Japan came close to sabotaging Usain Bolt’s bid for Olympic immortality but settled for a first-ever silver medal in the men’s 4×100-meter relay at the Rio Games on Friday.

The Japan team of Ryota Yamagata, Shota Iizuka, Yoshihide Kiryu and Aska Cambridge finished second in a new Asian-record time of 37.60 seconds, just 0.33 behind Bolt and his Jamaica teammates.

“It’s a great feeling, winning a medal was our goal all along,” said Cambridge, who took the baton for the anchor leg neck-and-neck with Bolt and held off Trayvon Bromell of the United States and Canada’s Andre de Grasse to secure silver.

“I believed that my three teammates would put me in a good position, and that’s what happened. We have a great team and I was determined not to lose. I started to lose my balance but luckily I didn’t fall.”

Bolt completed an unprecedented sweep of three sprint titles for a third straight Olympics after anchoring a Jamaican team also featuring Asafa Powell, Yohan Blake and Nickel Ashmeade to the gold medal in a time of 37.27.

“All the weight is gone now,” said Bolt, who insists he will retire after competing at next year’s world championships in London. “It’s a relief. I’ve done it all, I’m happy with myself, I’m accomplished so much. I’m just proud of myself that I’ve executed and got it done.

“I would have never thought I could go back-to-back-to-back Olympics. At the first one I was just happy. The second one was a challenge, and then to come into the third one is just unbelievable. I hope I’ve set the bar high enough that no one can do it again.”

Canada took the bronze medal in 37.64 after the U.S. was disqualified following an illegal baton change on the way to a third-place finish.

Japan got off to a flying start through Yamagata, who chased down China’s Tang Xingqiang on his outside lane and passed the baton to Iizuka in a strong position.

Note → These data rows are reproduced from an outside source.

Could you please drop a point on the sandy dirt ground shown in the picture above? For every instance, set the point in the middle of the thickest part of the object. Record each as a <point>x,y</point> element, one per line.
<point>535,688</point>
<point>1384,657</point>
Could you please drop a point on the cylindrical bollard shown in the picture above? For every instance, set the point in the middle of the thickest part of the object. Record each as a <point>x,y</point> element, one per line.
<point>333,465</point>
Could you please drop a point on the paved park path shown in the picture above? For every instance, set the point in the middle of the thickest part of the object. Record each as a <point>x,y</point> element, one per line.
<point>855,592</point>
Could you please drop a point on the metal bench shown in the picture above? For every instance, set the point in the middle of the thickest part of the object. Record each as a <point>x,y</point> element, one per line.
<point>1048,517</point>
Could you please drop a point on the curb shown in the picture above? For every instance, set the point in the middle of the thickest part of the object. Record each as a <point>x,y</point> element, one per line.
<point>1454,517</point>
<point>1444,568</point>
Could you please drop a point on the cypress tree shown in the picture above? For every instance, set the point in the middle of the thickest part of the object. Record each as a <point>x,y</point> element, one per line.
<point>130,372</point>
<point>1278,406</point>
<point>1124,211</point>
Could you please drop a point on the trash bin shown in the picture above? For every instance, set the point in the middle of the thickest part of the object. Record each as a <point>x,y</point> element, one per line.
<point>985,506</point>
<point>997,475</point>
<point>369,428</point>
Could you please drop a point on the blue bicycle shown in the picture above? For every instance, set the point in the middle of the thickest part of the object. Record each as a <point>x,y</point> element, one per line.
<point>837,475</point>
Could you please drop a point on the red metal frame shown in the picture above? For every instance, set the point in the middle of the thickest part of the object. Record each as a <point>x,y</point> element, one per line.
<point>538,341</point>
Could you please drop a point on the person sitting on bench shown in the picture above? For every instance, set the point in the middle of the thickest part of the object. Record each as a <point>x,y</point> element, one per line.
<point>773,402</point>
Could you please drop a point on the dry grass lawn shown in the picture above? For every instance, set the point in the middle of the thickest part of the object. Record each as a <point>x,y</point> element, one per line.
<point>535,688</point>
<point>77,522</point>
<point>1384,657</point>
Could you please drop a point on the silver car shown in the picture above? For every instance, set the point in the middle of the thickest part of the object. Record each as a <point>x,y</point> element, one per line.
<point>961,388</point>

Iizuka and Kiryu then kept Japan in gold-medal contention handing over to Cambridge for the final leg, but the 23-year-old could not keep up with Bolt as the star attraction of the Rio Games powered Jamaica to the title.

“As soon as I got the baton I knew I was going to win this one,” said Bolt. “Because there is no one on the anchor leg that can outrun me when we get the baton together.

“I told the guys, ‘don’t give me too much work to do, please.’ And they did exactly that. I had no more work to do than just run to the line.”

Cambridge held off Bromell and double Rio Games sprint medalist De Grasse to win Japan’s second-ever medal in the event after taking bronze in Beijing eight years ago, sparking the team’s hopes of more success at the Tokyo Olympics in 2020.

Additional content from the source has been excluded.